The importance of purchasing in any firm is largely determined the four factors: availability of materials, absolute dollar volume of purchases, percent of product cost represented by materials, and the types of materials purchased. Purchasing must concern itself with whether or not the materials used by the firm are readily available in a competitive market or whether some are bought in volatile markets that are subject to shortages and price instability. If the latter condition prevails, creative analysis by top-level purchasing professionals is required.
If a firm spends a large percentage of its available capital on materials, the sheer magnitude of expense means that efficient purchasing can produce a significant savings. Even small unit savings add up quickly when purchased in large volumes. When a firm's materials costs are 40 percent or more of its product cost (or its total operating budget), small reductions in material costs can increase profit margins significantly. In this situation, efficient purchasing and purchasing management again can make or break a business.
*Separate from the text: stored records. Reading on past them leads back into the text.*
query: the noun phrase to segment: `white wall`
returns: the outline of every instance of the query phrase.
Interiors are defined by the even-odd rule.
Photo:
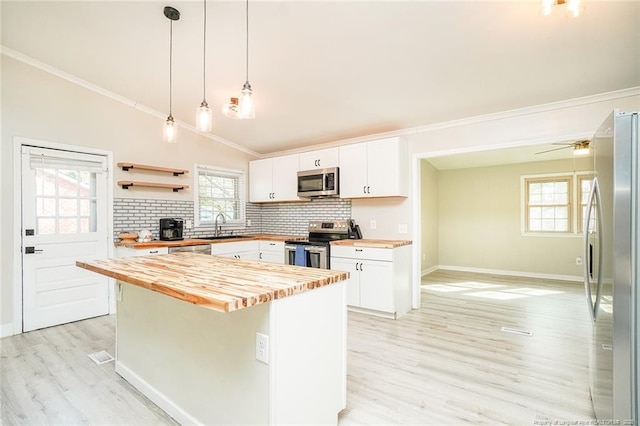
[[[81,86],[70,83],[7,56],[2,56],[2,145],[0,150],[0,193],[3,220],[0,222],[0,331],[6,335],[14,321],[14,137],[44,140],[113,152],[118,162],[135,162],[193,171],[194,163],[248,170],[253,157],[180,129],[179,141],[162,141],[162,120],[131,108]],[[177,117],[180,119],[180,117]],[[220,117],[216,117],[220,118]],[[222,119],[222,118],[220,118]],[[215,131],[215,130],[214,130]],[[118,180],[131,179],[175,182],[172,175],[132,175],[116,170],[114,197],[191,200],[191,190],[123,190]],[[183,182],[184,178],[180,178]],[[186,183],[193,188],[193,174]]]
[[[583,157],[440,171],[440,265],[579,280],[582,234],[522,235],[521,176],[590,170]]]
[[[438,171],[426,160],[420,162],[420,270],[428,273],[440,264],[440,215]]]

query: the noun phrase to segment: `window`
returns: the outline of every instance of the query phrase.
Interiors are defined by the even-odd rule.
[[[195,169],[197,172],[194,191],[196,226],[213,225],[219,213],[224,215],[227,225],[244,226],[246,193],[244,171],[197,164]]]
[[[96,232],[96,174],[36,168],[36,234]]]
[[[571,178],[526,179],[527,232],[571,232]]]
[[[522,176],[522,232],[582,233],[592,180],[592,172]]]

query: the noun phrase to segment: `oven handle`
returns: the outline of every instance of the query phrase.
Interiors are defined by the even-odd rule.
[[[308,251],[311,253],[326,253],[326,247],[318,247],[318,246],[305,246],[304,251]]]

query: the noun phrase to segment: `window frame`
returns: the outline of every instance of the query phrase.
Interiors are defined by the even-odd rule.
[[[596,173],[590,171],[573,171],[573,172],[557,172],[520,176],[520,234],[530,237],[582,237],[583,224],[582,220],[582,191],[581,182],[583,179],[593,178]],[[569,199],[568,221],[569,229],[567,231],[531,231],[529,230],[529,186],[528,182],[549,182],[549,181],[568,181]]]
[[[246,227],[246,200],[247,200],[247,180],[246,172],[238,169],[226,169],[222,167],[209,166],[205,164],[195,164],[193,179],[193,222],[195,227],[213,228],[215,226],[215,216],[211,220],[201,220],[200,218],[200,175],[201,173],[213,174],[226,178],[237,178],[238,181],[238,218],[227,219],[222,226],[226,229],[244,229]],[[220,226],[221,224],[218,223]]]

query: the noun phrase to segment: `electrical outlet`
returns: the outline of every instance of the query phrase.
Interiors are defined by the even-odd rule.
[[[187,229],[191,229],[193,228],[193,221],[191,219],[187,219],[184,221],[184,226]]]
[[[576,265],[582,265],[582,257],[576,257]]]
[[[371,219],[370,227],[371,227],[371,229],[376,229],[376,220],[375,219]]]
[[[251,219],[247,219],[247,226],[251,226]]]
[[[256,333],[256,359],[269,364],[269,336]]]
[[[406,223],[398,225],[398,234],[406,234],[409,232],[409,227]]]

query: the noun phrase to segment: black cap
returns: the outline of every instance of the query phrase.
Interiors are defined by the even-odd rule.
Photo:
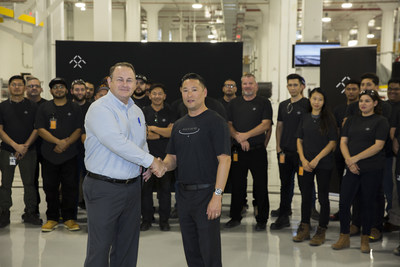
[[[56,84],[63,84],[65,86],[65,88],[68,87],[67,82],[63,78],[54,78],[49,83],[50,89],[53,88],[53,86]]]
[[[95,94],[97,94],[100,90],[110,90],[105,84],[100,85],[99,87],[96,88]]]
[[[142,74],[136,74],[136,80],[143,80],[145,83],[147,83],[147,77]]]

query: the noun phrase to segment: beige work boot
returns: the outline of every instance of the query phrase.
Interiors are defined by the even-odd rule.
[[[362,253],[369,253],[369,236],[368,235],[361,235],[361,252]]]
[[[325,232],[326,228],[318,226],[317,232],[315,232],[315,235],[310,240],[310,245],[321,246],[323,243],[325,243]]]
[[[58,222],[53,221],[53,220],[48,220],[43,226],[42,226],[42,232],[51,232],[54,229],[58,227]]]
[[[293,237],[293,241],[303,242],[306,239],[310,239],[310,225],[307,223],[301,223],[299,228],[297,228],[297,234]]]
[[[360,234],[360,227],[357,225],[350,225],[350,236],[355,236]]]
[[[335,250],[340,250],[350,247],[350,234],[340,234],[339,240],[332,244],[332,248]]]
[[[77,224],[74,220],[68,220],[68,221],[64,222],[64,227],[70,231],[81,230],[81,228],[79,227],[79,224]]]

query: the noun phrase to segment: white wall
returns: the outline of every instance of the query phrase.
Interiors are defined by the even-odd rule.
[[[32,26],[13,20],[4,20],[1,25],[17,32],[32,33]],[[21,72],[32,72],[32,45],[0,30],[0,62],[0,78],[5,80]]]

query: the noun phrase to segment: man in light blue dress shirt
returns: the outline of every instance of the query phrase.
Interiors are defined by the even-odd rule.
[[[83,192],[88,216],[85,266],[136,266],[140,228],[141,177],[164,172],[148,153],[142,111],[131,99],[136,85],[130,63],[110,69],[110,92],[94,102],[85,118]],[[143,168],[149,168],[141,175]]]

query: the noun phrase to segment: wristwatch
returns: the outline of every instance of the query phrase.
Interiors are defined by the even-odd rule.
[[[224,193],[224,191],[222,191],[221,188],[215,188],[214,194],[215,194],[216,196],[222,196],[223,193]]]

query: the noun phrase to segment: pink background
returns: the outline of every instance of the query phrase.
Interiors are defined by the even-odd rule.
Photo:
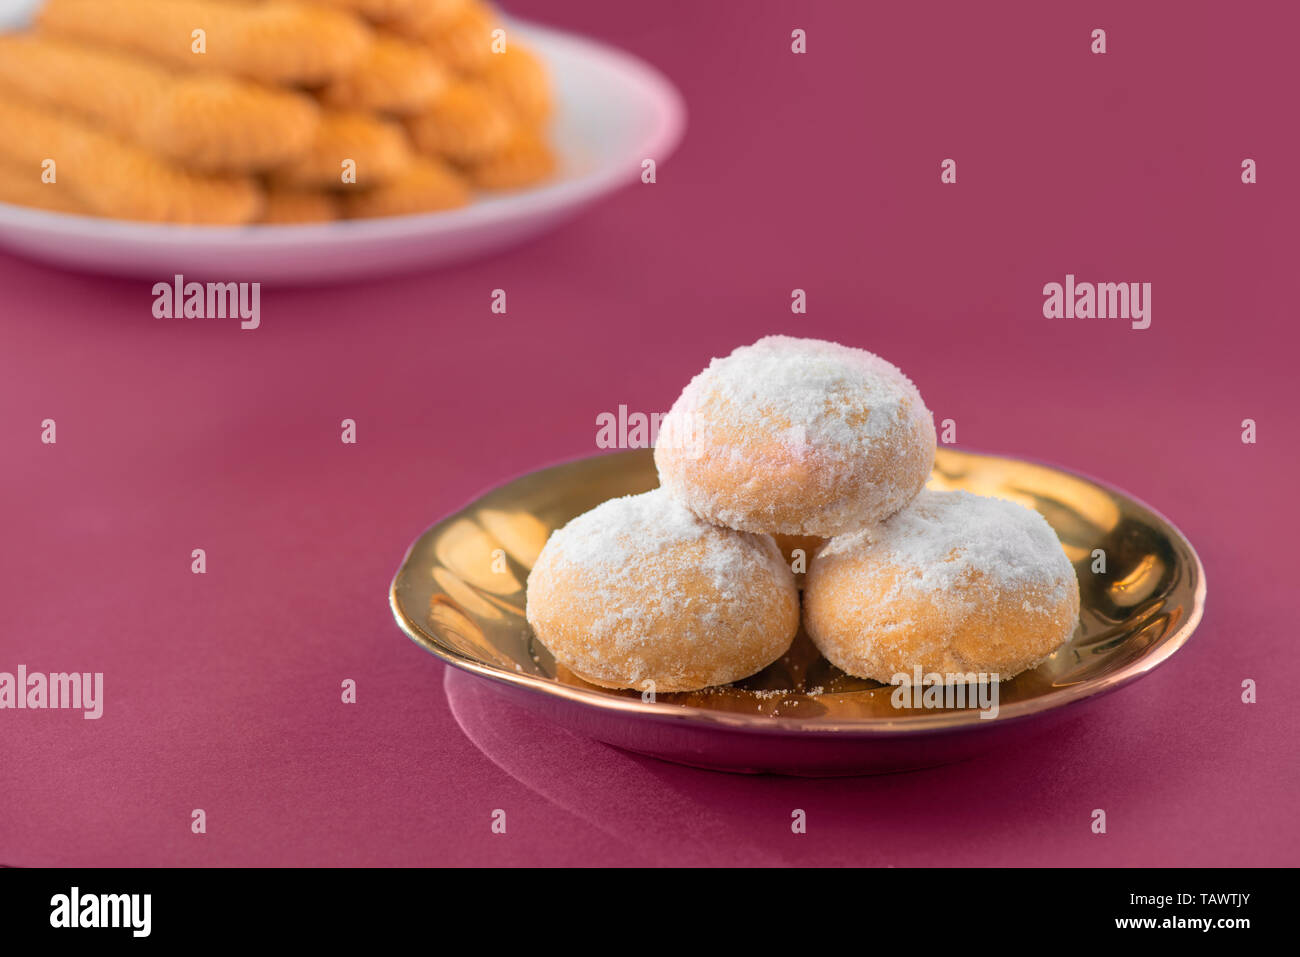
[[[264,289],[256,332],[0,256],[0,670],[106,696],[0,712],[0,863],[1297,863],[1300,24],[1216,6],[516,3],[680,85],[656,185],[451,271]],[[1067,272],[1151,282],[1151,328],[1042,318]],[[444,690],[387,608],[407,544],[774,332],[877,351],[959,444],[1163,511],[1199,632],[1023,751],[875,779],[675,767]]]

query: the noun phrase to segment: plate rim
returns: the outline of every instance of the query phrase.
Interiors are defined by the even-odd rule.
[[[817,718],[795,718],[786,715],[751,715],[734,711],[713,711],[707,708],[700,708],[696,705],[668,704],[659,701],[647,702],[640,698],[624,698],[603,691],[589,690],[575,685],[566,685],[554,679],[542,678],[525,672],[507,671],[504,668],[490,665],[461,654],[460,652],[448,648],[435,639],[429,637],[417,623],[408,618],[398,598],[398,585],[410,564],[411,556],[414,554],[416,548],[430,535],[450,523],[465,517],[465,513],[474,507],[476,503],[483,501],[489,496],[502,491],[506,487],[524,478],[535,476],[541,472],[571,467],[580,462],[585,462],[591,459],[610,458],[614,456],[630,457],[633,455],[644,455],[647,451],[649,450],[620,449],[615,452],[581,455],[575,458],[553,462],[540,468],[520,472],[502,482],[484,489],[479,494],[469,499],[460,508],[449,512],[438,521],[434,522],[411,542],[410,546],[402,556],[402,561],[398,565],[392,583],[389,585],[388,604],[393,613],[393,617],[397,621],[398,628],[400,628],[406,637],[415,645],[455,668],[469,672],[473,675],[491,679],[500,684],[508,685],[511,688],[542,695],[550,699],[559,699],[568,704],[580,705],[589,710],[595,710],[598,712],[613,711],[625,716],[634,716],[661,722],[672,722],[678,725],[699,727],[701,729],[754,733],[760,735],[780,734],[802,737],[834,736],[837,738],[857,737],[874,739],[915,737],[917,735],[927,735],[939,732],[974,731],[979,728],[993,728],[1038,715],[1057,712],[1071,705],[1095,699],[1101,695],[1108,694],[1124,687],[1125,685],[1131,684],[1168,661],[1187,644],[1188,640],[1196,631],[1204,617],[1207,594],[1204,563],[1201,561],[1201,557],[1197,553],[1196,548],[1192,545],[1191,540],[1183,534],[1182,529],[1174,522],[1170,521],[1169,518],[1158,509],[1153,508],[1144,500],[1131,495],[1108,482],[1093,478],[1090,475],[1078,472],[1074,469],[1064,468],[1038,459],[1001,455],[995,452],[984,452],[967,447],[944,446],[940,450],[941,452],[951,452],[978,458],[1003,459],[1013,462],[1022,462],[1027,465],[1039,466],[1041,468],[1048,468],[1097,486],[1112,495],[1127,499],[1151,513],[1163,522],[1175,536],[1177,536],[1177,539],[1182,543],[1191,559],[1192,568],[1196,574],[1196,587],[1193,590],[1192,603],[1191,607],[1188,609],[1187,617],[1179,624],[1175,632],[1161,642],[1154,651],[1129,662],[1115,674],[1106,676],[1102,679],[1081,681],[1077,684],[1057,689],[1045,695],[1030,698],[1026,701],[1018,701],[1009,705],[1002,705],[999,708],[998,716],[991,720],[980,718],[979,712],[976,710],[944,709],[923,715],[913,715],[906,719],[881,720],[879,718],[865,718],[852,722],[845,722],[842,719],[822,720]]]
Perhaps the most important of the four factors is the amount of control purchasing and supply personnel actually have over materials availability, quality, costs, and services. Large companies tend to use a wide range of materials, yielding a greater chance that price and service arrangements can be influenced significantly by creative purchasing performance. Some firms, on the other hand, use a fairly small number of standard production and supply materials, from which even the most seasoned purchasing personnel produce little profit, despite creative management, pricing, and supplier selection activities.